Harding narrows his eyes and looks me up and down for a moment as if he’s attempting to decide whether or not I am cheeking him. “Get back to the trench, Sadler,” he says. “I’m sure someone there must be looking for you.”
“Yes, sir,” I say, turning around and nodding at Will before I leave. He doesn’t acknowledge my farewell, just stares at me with a curious expression as I walk away.
Evening time.
A bomb falls somewhere to my left and knocks me off my feet. I hit the ground and lie there for a moment, gasping, wondering whether that’s the end of me. Have my legs been blown away? My arms dismembered? Are my intestines slipping out of my body and melting into the mud? But the seconds pass and I feel no pain. I press my hands to the soil and lift myself up.

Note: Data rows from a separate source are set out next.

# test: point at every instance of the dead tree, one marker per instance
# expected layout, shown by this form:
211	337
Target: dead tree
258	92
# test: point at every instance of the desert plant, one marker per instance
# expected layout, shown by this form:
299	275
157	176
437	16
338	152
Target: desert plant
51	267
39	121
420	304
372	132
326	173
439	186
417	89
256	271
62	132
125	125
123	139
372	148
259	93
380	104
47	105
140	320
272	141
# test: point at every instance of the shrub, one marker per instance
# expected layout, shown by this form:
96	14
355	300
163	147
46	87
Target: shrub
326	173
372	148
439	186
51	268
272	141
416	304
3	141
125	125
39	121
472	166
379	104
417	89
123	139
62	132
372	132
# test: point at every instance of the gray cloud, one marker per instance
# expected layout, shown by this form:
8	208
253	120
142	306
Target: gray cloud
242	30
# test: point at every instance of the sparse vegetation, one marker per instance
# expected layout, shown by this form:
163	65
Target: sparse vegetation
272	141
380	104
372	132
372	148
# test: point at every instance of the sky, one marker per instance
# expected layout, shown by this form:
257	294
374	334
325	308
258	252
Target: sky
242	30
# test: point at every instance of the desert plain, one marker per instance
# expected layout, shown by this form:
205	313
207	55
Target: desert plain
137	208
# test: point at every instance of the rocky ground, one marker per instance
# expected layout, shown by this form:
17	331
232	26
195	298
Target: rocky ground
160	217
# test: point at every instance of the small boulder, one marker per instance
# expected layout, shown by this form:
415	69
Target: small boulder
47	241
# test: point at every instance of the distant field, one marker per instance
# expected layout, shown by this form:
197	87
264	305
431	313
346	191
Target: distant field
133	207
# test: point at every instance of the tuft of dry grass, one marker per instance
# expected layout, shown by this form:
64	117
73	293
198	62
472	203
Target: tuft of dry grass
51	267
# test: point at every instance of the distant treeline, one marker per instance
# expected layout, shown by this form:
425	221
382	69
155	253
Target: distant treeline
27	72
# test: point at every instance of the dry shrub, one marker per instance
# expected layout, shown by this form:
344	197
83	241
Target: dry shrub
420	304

I am fine. I am uninjured. I am alive.
I throw myself forward in the trench, looking left and right quickly to apprise myself of the situation. Soldiers are rushing past, filling positions three men deep along the front defence line, and Corporal Wells is at the end, shouting instructions at us. His arm rises and falls in the air as if he is chopping something, and as the first group steps back, the second takes a movement forward as the third, myself among them, lines up behind the second.